Above is an Java applet implemented as a proof-of-concept for researches on random uni-dimensional walks (See the article published in DMTCS) with two kind of steps (+1,+a) (up step) and (+1,-b) (down step), done in collaboration with Mireille Bousquet-Mélou. Our main goal was to design efficient algorithms for the uniform random generation of culminating paths of length n, i.e. walks that remain positive (positivity) and reaching their maximal ordinate (not known a priori) at their last step (final record condition).
This led us to revisit the random generation of meanders, a.k.a. positive walks, for which we also derived efficient random generation algorithms. The efficiency of some of these algorithms turned out to be highly dependent on a drift parameter D:=a-b. Most of these algorithms are available in the implementation above:
- Binary words: Unconstrained walks, simply obtained by flipping a coin.
- Meanders using an anticipated rejection: Barcucci et al showed that meanders can be generated in linear time when D>=0 by choosing up and down steps with equal probability, until the walk becomes negative (in which case the walk is regenerated from scratch) or the desired size of the walk is attained. Despite its good behavior (and embarrassingly simple implementation), this algorithm was shown to be exponential when D<0.
- Meanders using recursive step-by-step: The positive walks can be generated using a step-by-step approach, picking at each step an up or down step according to carefully precomputed probabilities (thus ensuring the uniformity of the approach). This yields a quasi-linear generation algorithm after a quadratic precomputation. However, the memory used by this implementation is roughly quadratic, leading the Applet to crash for lengths greater than 200.
- Culminating paths using an anticipated rejection: Using a combinatorial argument, we have shown that culminating path can also be generated by a combination of coin-flipping/rejection in linear-time for D>0. For D=0, the expected time-complexity has requires an extra square-root factor on the size. When D<0, the expected time-complexity is still exponential.
- Culminating paths using recursive step-by-step: The step-by-step generation (aka recursive method) can be used in the case of culminating paths. The cost of a generation remains roughly linear, but the precomputation of the probabilities now requires a O(n4) memory, which may become an issue for lengths greater than 100.
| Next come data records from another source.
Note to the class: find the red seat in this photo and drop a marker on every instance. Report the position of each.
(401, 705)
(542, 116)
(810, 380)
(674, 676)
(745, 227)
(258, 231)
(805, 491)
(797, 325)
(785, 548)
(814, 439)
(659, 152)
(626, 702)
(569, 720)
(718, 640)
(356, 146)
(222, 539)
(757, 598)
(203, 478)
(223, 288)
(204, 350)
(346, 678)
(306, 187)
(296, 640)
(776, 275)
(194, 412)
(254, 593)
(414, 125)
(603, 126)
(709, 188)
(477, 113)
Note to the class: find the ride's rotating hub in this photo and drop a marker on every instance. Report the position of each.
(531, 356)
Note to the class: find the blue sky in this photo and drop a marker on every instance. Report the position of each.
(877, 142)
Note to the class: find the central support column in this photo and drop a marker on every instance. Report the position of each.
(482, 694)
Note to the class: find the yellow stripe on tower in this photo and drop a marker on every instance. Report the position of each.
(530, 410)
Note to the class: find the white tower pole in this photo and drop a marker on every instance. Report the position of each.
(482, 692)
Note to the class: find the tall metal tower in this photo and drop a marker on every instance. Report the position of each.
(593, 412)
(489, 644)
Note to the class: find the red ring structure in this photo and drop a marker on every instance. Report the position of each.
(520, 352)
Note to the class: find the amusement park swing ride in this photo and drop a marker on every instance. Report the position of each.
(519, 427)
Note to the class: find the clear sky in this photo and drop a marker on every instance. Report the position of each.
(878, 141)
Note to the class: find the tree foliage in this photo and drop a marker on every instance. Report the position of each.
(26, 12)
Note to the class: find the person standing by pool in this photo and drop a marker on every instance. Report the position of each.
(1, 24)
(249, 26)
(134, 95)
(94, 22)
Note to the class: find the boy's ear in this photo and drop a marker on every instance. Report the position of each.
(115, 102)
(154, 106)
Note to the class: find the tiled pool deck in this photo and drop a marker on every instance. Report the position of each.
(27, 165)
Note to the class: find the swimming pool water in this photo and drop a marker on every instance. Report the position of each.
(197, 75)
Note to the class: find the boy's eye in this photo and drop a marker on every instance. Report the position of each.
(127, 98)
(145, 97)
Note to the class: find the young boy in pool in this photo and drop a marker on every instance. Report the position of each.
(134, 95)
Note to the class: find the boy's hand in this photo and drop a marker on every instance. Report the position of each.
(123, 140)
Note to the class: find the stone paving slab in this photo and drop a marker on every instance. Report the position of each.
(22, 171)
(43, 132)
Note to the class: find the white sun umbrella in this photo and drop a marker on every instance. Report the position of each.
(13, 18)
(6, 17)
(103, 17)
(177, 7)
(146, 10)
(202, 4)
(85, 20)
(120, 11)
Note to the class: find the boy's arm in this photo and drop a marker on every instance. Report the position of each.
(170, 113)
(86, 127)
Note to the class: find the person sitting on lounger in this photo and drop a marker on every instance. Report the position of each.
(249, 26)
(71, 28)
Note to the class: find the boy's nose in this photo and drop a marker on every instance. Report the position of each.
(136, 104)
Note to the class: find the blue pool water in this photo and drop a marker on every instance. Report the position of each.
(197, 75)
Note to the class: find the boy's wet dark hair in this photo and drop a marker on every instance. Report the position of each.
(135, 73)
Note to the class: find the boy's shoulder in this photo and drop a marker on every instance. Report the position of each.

We observed that the positivity and final-record conditions play symmetrical filtering roles (exchanged by rotating a culminating path by 180 degrees). Furthermore, the former has an impact mostly on the beginning of the walk, while the latter constrains its ending. Therefore it was tempting to draw walks that are positive on their first half, and culminating on their second, and perform rejection until a culminating is found. After pointing out that any final-record admissible path becomes a positive path upon reading it backward (and vice-versa), we proposed two new strategies, based on piecing together respectively positive and final-record paths:
- Culminating paths through mirror-images (Recursive): A recursive approach is used to generate meanders, from which the mirror-images, culminating candidates, are built. The memory requirement is then in O(n3).
- Culminating paths through mirror-images (Rejection): An anticipated rejection strategy is used to generate meanders, from which the mirror-images, culminating candidates, are built. This type of generation is now linear in n for D&ge 0, and exponential otherwise.